LifeandLeadership.com Summary

Ronald Richardson is one of the best authors on applying family systems theory to church leadership. His books, Becoming a Healthier Church and Becoming A Healthier Pastor, are excellent. This volume, Becoming Your Best, is not targeted to church leaders, but to building good relationships in general, particularly committed relationships such as marriage. As with most books in this genre, the focus is on emotional maturity and the ability to manage one’s anxiety. A special contribution of this text, however, is the connection Richardson shows between emotional maturity and integrity, character, and principle. He also stresses that “being good” in this sense is the key to having good relationships. He says,

Close relationships are rarely consistently calm and easy. The test for goodness is whether people will behave well when they feel significant anxiety or uneasiness or a sense of personal threat. Will they behave well when they may be tempted to abandon principle for expediency, or will they automatically react and attack back when feeling attacked and when their love and concern for the other is severely tested? This is what I mean by being good.

Anxiety in life and relationships tempts us to compromise our professed principles as to how we want to be. A sense of safety and well-being, achieved by reducing the immediate anxiety, can become more important than living up to our values. We choose emotional or physical security over principle. (142)

To deal with this, Richardson suggests “Six tasks for becoming a good person and making good relationships”

1. Work at developing your own level of emotional maturity.

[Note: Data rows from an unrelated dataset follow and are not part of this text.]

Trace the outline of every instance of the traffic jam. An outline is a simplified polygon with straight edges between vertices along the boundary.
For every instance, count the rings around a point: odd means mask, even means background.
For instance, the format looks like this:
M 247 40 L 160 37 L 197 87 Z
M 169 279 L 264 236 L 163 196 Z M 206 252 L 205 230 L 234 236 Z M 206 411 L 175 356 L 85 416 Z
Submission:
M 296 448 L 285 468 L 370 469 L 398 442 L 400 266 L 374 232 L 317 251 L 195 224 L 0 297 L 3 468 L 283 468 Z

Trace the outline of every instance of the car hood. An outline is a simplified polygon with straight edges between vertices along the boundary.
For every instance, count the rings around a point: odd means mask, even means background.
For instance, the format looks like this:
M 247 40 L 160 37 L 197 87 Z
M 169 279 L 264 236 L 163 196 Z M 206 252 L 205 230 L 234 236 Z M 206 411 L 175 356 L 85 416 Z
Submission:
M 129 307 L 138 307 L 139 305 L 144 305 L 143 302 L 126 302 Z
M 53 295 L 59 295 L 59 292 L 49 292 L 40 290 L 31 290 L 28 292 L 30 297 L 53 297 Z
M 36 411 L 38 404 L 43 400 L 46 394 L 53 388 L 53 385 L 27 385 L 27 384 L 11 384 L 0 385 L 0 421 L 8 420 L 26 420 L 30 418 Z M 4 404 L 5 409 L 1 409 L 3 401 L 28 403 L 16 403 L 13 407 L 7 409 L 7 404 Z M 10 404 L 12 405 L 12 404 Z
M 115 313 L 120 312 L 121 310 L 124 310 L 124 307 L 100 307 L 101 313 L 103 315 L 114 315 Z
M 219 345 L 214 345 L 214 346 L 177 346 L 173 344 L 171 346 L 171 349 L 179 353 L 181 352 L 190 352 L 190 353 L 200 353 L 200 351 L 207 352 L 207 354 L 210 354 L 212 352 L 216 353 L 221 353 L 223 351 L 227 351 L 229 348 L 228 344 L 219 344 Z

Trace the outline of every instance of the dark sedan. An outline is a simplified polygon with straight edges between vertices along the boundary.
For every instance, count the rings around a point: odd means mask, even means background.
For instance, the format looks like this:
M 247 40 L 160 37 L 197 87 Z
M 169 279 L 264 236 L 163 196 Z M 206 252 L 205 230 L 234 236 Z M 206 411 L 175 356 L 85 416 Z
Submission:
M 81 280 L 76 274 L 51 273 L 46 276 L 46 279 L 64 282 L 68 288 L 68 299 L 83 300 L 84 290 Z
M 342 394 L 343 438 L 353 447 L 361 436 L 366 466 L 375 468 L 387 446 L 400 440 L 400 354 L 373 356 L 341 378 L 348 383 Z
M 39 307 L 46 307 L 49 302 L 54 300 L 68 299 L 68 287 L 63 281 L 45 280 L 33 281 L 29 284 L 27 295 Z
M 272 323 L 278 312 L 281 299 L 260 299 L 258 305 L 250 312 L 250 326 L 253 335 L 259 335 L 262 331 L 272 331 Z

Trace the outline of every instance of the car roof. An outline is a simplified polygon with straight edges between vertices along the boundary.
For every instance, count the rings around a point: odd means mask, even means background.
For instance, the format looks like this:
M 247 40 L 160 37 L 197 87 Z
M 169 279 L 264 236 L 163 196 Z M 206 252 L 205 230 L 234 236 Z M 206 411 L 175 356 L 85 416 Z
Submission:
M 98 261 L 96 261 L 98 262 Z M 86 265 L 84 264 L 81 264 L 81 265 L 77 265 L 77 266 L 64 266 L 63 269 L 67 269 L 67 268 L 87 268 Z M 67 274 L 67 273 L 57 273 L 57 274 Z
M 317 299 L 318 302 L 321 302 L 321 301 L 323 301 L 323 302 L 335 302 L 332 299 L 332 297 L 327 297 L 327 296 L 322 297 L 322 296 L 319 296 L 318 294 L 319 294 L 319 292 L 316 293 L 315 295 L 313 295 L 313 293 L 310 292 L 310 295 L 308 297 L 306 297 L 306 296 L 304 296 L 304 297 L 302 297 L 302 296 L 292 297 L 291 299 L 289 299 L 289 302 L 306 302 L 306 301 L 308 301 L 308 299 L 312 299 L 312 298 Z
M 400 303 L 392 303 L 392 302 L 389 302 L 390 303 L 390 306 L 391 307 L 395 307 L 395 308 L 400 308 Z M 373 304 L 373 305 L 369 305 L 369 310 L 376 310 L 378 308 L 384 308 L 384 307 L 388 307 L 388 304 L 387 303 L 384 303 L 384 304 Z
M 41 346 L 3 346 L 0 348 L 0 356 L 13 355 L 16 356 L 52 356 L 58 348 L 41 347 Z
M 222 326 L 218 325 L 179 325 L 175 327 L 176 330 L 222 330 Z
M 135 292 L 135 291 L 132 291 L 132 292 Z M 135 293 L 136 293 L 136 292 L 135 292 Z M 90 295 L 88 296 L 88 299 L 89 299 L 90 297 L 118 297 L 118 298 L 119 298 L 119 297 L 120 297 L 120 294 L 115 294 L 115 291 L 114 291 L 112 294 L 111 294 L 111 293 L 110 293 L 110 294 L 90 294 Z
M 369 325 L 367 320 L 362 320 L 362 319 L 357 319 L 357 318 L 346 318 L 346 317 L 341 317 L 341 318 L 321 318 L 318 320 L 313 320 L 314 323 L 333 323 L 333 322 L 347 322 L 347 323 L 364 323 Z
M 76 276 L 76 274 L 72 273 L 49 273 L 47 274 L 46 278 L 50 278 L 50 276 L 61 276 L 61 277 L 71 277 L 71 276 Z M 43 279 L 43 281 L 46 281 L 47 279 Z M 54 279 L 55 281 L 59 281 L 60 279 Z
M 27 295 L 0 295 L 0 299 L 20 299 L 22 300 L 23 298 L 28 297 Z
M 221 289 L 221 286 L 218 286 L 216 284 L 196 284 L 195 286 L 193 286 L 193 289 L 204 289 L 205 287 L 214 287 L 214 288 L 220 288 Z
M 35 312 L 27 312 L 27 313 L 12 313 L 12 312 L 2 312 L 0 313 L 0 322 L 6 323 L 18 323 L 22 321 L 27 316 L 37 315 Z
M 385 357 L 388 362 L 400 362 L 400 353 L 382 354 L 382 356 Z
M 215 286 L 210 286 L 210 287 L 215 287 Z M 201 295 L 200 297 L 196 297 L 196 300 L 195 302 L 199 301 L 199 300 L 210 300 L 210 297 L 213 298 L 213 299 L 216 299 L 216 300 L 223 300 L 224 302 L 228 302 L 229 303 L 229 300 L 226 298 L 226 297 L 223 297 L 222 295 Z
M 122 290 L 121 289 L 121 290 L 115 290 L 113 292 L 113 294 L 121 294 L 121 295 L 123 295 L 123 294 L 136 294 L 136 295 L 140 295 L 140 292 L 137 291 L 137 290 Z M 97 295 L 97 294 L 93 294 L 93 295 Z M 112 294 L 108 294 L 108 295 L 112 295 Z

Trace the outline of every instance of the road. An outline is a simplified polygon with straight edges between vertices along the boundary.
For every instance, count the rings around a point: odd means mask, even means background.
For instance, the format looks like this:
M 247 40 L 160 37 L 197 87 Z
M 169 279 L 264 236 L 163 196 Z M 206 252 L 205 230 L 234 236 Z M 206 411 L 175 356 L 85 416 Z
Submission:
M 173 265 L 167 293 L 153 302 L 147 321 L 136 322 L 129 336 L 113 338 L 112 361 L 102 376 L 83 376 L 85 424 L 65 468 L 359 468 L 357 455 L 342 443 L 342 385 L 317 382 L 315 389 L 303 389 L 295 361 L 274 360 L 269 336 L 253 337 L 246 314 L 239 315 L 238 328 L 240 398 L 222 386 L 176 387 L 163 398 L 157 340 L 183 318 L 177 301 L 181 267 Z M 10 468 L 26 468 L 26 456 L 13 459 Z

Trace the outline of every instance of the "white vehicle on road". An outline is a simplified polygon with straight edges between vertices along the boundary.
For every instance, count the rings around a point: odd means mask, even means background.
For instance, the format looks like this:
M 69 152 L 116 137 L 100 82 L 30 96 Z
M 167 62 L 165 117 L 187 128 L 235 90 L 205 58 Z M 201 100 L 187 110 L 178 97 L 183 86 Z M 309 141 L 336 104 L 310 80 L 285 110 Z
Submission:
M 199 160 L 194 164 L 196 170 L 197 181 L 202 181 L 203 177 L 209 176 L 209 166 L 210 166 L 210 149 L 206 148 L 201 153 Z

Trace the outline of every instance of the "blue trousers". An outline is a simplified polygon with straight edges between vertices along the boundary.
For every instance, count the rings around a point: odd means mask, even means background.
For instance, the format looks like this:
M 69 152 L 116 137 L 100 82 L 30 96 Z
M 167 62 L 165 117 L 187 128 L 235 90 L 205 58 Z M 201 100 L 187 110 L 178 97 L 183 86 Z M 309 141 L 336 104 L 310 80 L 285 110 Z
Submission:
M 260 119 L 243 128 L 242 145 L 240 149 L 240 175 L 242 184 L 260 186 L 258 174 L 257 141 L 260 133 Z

2. Learn to deal with anxiety and the sense of emotional threat that inspires it by becoming calmer and a more solid self.

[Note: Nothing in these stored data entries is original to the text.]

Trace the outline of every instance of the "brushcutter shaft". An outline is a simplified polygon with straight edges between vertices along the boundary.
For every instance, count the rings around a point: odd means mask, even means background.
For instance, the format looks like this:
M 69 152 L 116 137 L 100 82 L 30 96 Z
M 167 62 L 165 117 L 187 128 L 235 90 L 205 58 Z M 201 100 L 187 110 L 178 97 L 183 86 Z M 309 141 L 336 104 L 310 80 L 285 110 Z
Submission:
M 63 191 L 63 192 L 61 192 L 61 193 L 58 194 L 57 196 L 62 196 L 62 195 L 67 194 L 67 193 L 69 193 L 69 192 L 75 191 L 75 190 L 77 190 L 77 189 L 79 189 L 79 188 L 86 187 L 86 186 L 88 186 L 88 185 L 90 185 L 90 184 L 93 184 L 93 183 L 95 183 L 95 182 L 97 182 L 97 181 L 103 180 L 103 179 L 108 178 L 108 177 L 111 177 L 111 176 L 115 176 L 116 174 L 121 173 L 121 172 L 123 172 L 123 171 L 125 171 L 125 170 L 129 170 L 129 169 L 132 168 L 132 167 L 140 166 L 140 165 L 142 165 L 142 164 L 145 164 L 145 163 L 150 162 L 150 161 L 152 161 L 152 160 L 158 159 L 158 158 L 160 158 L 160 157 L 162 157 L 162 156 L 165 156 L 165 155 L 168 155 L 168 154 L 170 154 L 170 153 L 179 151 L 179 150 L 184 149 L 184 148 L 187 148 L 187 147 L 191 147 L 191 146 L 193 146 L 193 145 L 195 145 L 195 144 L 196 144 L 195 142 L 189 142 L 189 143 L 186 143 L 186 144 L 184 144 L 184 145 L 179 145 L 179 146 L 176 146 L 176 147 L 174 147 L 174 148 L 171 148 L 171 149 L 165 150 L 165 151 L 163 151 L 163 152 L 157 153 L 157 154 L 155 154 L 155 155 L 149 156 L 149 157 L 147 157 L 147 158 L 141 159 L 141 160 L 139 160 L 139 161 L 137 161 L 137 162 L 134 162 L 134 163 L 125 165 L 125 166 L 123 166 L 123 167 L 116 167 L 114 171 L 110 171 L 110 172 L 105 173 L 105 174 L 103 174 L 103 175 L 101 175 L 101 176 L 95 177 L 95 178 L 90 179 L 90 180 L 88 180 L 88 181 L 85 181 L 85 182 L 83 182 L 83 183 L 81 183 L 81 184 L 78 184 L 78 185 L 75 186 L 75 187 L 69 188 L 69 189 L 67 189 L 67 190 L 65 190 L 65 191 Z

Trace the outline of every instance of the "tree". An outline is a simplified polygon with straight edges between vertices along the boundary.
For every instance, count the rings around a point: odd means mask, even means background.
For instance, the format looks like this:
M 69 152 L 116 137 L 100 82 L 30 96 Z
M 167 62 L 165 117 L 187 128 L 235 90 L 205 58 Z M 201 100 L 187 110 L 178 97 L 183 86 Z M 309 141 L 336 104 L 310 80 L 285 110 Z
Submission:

3. Continue to learn to know yourself and how you actually behave in relation to others, and to be responsible for yourself.

4. Focus on your personal goals rather than focusing on others and what they may or may not be doing or what they may or may not want from you.

5. Approach important situations with more objective thinking rather than only relying on your feelings.

6. Develop the principles you want to live by and affirm them in your actions, particularly at critical points in life. (143)

This is an excellent text that in true Richardson fashion translates the principles of emotional systems theory into the real situations of life. I highly recommend it.

From the Publisher

What makes for a good relationship? Author Ronald W. Richardson says that “good people make good relationships.” Jane Austen would agree with him. Drawing on the insights of modern family systems theory, this self-help book for thinking people addresses the issues of emotional maturity, strength of character, values, and thoughtfulness in each partner and how these virtues each contribute to good relationships.

Richardson, a certified marriage and family therapist, relies on his thirty years of clinical experience, teaching, and supervision for relevant, contemporary examples as he illustrates how good people make for good relationships. In addition, selections from Jane Austen’s many novels provide an entertaining perspective on timeless truths.

About the Author

Ronald W. Richardson is former Clinical Director of the North Shore Counseling Center, pastoral counselor, author of many books on family systems theory and is currently a retired pastor living in West Vancouver, BC, Canada. He is a member of various groups including North Puget Sound Presbytery, a Diplomat for American Association of Pastoral Counselors, and Clinical Member and Approved Supervisor for American Association for Marriage and Family Therapy. He also held many workshops for his work in many different organizations.

Ronald is author of Family Ties That Bind: A Self-Help Guide to Change through Family of Origin Therapy (Self Counsel Press 1984), Birth Order and You: How Your Sex and Position in the Family Affect Your Personality and Relationships (Self Counsel Press 1990), and Creating a Healthier Church: Family Systems Theory, Leadership, and Congregational Life (Fortress Press 1996).